Editor’s note: The following editorials appeared in The Bend Bulletin on July 31, 1903, Aug. 14, 1903, July 24, 1903, and Sept. 4, 1903.

Population of Bend

About 250 persons now reside in Bend. This does not mean merely those at the Bend townsite, but includes those at Sisemore’s, Deschutes and Lytle also, those included in the comprehensive community known for years as Bend. Neither does it include those staying here for a few days only. It is the actual resident population, as nearly as can be ascertained. Doubtless a number have been overlooked in so hasty a compilation. Of course, a great many get mail here, including a considerable settlement at the Tumello Ditch, but none who do not make the headquarters in or about the town … Awbrey … Brosterhous Hollinshead … Riley … Steidl.
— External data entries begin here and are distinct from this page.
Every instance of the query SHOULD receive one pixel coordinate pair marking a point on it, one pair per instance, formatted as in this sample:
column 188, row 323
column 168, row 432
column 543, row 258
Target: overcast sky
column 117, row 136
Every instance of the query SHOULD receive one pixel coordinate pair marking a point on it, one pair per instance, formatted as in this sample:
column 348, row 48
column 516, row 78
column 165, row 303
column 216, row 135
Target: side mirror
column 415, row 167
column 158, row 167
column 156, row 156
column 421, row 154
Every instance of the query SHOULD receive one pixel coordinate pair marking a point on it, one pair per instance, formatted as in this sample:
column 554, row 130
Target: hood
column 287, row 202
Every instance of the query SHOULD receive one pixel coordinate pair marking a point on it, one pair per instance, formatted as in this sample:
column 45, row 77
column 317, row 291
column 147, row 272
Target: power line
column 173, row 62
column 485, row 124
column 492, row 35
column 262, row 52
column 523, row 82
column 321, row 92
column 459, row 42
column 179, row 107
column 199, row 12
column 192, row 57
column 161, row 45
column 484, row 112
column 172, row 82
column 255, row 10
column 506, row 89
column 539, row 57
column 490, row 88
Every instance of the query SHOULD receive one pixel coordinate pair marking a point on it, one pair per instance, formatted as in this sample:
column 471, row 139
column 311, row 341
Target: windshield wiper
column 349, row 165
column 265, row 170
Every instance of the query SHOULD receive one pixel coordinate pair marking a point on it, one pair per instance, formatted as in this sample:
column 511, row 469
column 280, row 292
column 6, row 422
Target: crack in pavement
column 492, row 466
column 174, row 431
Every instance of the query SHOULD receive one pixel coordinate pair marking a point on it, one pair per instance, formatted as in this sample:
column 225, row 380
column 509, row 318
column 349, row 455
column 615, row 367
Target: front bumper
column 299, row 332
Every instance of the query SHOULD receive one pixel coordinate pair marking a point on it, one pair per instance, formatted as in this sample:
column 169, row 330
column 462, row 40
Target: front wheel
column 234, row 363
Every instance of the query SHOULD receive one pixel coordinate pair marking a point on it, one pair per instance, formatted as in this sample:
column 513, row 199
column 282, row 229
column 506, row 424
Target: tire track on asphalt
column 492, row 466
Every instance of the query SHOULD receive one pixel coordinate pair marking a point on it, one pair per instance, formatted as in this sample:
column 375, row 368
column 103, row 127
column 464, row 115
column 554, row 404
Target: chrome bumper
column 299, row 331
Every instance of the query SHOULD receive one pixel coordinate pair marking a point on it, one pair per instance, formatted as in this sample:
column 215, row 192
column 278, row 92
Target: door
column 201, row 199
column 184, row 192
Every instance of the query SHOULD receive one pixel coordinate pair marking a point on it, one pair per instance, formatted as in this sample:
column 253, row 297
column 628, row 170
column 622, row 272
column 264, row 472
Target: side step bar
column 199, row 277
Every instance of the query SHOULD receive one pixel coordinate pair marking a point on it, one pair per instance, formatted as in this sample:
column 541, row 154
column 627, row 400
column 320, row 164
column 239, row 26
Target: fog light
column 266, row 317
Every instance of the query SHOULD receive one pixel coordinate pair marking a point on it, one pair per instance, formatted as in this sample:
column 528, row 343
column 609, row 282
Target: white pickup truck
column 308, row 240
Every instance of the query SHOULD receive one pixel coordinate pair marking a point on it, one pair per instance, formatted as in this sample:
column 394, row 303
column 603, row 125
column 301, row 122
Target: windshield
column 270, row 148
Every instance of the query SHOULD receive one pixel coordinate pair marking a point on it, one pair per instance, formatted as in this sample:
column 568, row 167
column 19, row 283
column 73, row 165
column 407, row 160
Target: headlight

Any who have … been overlooked are requested to report their names to The Bulletin in order that a record that will have historic value may be made.

Smallpox secret

Silver Lake, with all its postmaster’s precautions against it, had the last case of smallpox in the recent epidemic. An explanation as to how the authorities managed to keep the matter in the dark for so long would be gratefully received by a suspicious public.

Church is built

Hurrah for the First Presbyterian Church of Bend! Who will build the next one?

Keep the river clean

There ought to be a special statement to prevent the pollution of the Deschutes River, and perhaps other Central Oregon streams. What would become of the people in the Deschutes valley if the river water becomes unpotable? There are no wells to supply the wants of people. It is river water or nothing. That stream, now so pure and cool and altogether delightful, is likely to become polluted in the course of time as the population of the valley increases and towns grow up on the edge of the river. It is now, under the circumstances of living on the Deschutes, a moral crime if not a legal one to make the river a dumping ground for undesirable matter from kitchen refuse to the carcasses of defunct animals. Neither ought this river to be paved with tin cans and old stoves. The law as it stands is not sufficient to protect the Deschutes. We must rely upon the decency among the people to serve until the proper laws can be enacted.